To find the problem (Note-once you find the problem and your bank statement and check register balance match, you do not have to go on with futher steps.)

  • Re -add each column (Outstanding checks and Outstanding deposits) to see if there was a mistake.
  • Check your calculations in the third column.
  • Check the amounts written in your check register (with no checkmark) and in the first column on the reconciliation section of your bank statement. This is where you will most likely find the error.
  • Rebalance your check register starting from the last time your check register was reconciled (or from the beginning of your check register if this is your first time balancing). This is also a good place to find errors. Be careful in correcting errors because if the amounts are illegible, you may not be able to recognize them at a later time.

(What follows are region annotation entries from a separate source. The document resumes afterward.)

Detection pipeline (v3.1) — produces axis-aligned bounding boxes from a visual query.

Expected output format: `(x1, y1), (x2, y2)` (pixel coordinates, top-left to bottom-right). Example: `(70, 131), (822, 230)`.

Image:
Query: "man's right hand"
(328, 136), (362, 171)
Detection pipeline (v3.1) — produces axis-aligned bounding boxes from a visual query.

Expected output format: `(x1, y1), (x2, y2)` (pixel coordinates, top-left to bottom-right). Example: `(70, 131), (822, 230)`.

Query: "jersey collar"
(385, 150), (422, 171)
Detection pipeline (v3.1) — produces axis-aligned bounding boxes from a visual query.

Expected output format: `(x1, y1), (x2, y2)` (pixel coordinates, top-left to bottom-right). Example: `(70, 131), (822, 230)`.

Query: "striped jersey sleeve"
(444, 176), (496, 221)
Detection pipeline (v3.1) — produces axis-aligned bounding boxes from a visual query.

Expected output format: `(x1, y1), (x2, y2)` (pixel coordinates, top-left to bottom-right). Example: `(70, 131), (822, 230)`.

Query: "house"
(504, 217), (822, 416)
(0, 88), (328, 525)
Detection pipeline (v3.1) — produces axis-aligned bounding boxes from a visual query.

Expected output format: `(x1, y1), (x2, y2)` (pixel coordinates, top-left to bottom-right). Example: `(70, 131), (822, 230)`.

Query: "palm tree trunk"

  • Please note, since each bank statement only covers a month of transactions (banks use fiscal dating which means your statement will run from the date you opened it to approximately 30 days afterwards). That means you will only have to go through that month in your register to seek the correction (which is why we mark balanced and the date). Exceptions to this rule are checks that are from one or two months prior but have not yet been cashed, checks that you failed to record, deposits that you failed to record, or incorrect amounts recorded in your register (most of these will be caught when you are comparing what the bank said came in and what you have in your register).

When writing a check, balancing your check register, and reconciling your bank statement to your check register, be careful. Small mistakes now can mean large fees or problems later. Just take your time. And remember your bank is your best source for assistance if you have a problem you can't fix.